France itself lost little time in cracking down on free speech. There were prison sentences for those who criticised Charlie Hebdo. “Free speech” came to mean a very narrow kind of speech: we were “free” only to pillory Islam and tolerant only of the most extreme hypocrisy.
To be gracelessly clear: it was atrocity that unfolded in the offices of Charlie Hebdo. But the new and specious definition of free speech that followed these actions was its own kind of barbarism. Of course we must seek to create a society that can brook extreme speech — even that which takes a dead Syrian toddler, as Charlie Hebdo recently did, and refigures him as a molester. But what we cannot continue to do is to valorise some forms of speech as free, even as we say that others are an assault on our liberty.
In France, it is legal, and acceptable, for Charlie Hebdo to depict the failure of the Koran to stop bullets from penetrating the chest of a cleric. It is now criminal for a French teenager on Facebook to depict the same fate for the producers of Charlie Hebdo. In Australia, as in all the liberal democracies of the world, we said “Je Suis Charlie” and upheld the right to laugh at a dying Muslim. Few upheld the right to laugh at a dying cartoonist.
There can be no rational argument for elevating the rights of one speaker and withholding the rights of another. People have tried, of course, and they will say that the French teenager’s cartoon constitutes a threat to national security, whereas the Hebdoiste’s work upholds the best principles of French liberty.
Oh, bollocks. There is not a freer kind of free speech for us to utter. If we are free only to express ideas acceptable to me, the French government or radical Islamists, then we are not free to speak. We are free only to speak our way to broad acceptability.
It feels undignified to repeat that (quite French) old idea, but it bears repeating: the defence of free speech invariably means a defence of disagreeable speech. Unfortunately, this might mean tolerating the right of Reclaim Australia to behave like tits. We either countenance free speech or we don’t. No matter how you church it up, the idea of free speech remains that tediously simple.

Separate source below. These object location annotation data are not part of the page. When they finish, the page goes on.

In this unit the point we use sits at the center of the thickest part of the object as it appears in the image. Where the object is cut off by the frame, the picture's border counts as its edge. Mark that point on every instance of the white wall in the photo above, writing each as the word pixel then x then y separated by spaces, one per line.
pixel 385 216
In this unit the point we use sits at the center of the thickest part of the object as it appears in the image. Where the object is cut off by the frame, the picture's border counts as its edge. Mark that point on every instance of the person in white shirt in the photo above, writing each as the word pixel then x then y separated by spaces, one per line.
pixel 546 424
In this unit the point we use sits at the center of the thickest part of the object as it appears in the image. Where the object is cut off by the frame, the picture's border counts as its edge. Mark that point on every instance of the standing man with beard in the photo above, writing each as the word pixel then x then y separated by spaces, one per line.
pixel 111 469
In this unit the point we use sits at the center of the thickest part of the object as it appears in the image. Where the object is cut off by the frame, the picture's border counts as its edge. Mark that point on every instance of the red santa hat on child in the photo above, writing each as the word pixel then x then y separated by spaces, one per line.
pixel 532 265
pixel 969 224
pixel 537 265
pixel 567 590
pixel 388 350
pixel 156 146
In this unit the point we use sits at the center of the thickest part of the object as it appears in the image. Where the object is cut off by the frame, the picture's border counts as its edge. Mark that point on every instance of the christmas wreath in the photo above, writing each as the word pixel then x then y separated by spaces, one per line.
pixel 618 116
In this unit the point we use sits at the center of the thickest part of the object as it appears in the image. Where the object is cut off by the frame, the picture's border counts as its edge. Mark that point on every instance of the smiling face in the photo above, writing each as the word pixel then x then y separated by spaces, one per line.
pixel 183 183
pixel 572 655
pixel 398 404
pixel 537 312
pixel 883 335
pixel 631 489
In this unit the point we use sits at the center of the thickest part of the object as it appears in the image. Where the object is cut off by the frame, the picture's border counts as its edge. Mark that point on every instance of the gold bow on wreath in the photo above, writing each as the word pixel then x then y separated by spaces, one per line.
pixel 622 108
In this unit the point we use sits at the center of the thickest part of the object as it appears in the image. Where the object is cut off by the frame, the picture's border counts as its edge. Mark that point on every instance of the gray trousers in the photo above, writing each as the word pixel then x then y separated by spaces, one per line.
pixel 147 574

Of course, the world is not tediously simple and freedom itself is quite unevenly felt, despite its nominal guarantee. Some citizens, even in Australia, are far freer to have their free speech amplified than others and particular ideas and particular speakers are coerced into very particular forums. It is quite true that truly free speech can be reliably purchased only from our nation’s most expensive schools.
It is also true that we will not secure free speech by regulating its expression. We might eventually secure it by, say, ending our absurd attachment to posh schools. But, we don’t make speech free by identifying some of it as less than acceptably free.
In recent years in Australia and around the western world, a means to assess the freedom of speech has emerged. If speech, so the test goes, is un-free in either its development or its intent, then it is not truly free and should not be freely spoken.
We can see this in the many op-eds that decry satire that does not “punch up”. Setting aside the difficulty of deciding whether one is punching up or down — and who could reliably say what the Egyptian satirist Bassem Youssef is doing when he pillories Islam — we must ask: what the actual shit? A satire governed by rules is, surely, no longer satire. It’s certainly not “free” but a process that is expected to move toward a particular outcome.
This is not, for a minute, to suggest that persons should not object to the things they find objectionable — knock yourself out with the important work of improving the culture. But, there is a great difference between decrying or boycotting something because you don’t like it and saying, as is now so often the case, that it should be removed from the public sphere because it is not “free”.
And, this is the criticism levelled in recent days at former ALP leader Mark Latham. In a range of news media, a range of critics have all been careful to use the Ingsoc logic of post-Hebdo France. It’s not that we want to stop Latham talking. It’s just that we believe that his speech is dangerous and dangerously un-free.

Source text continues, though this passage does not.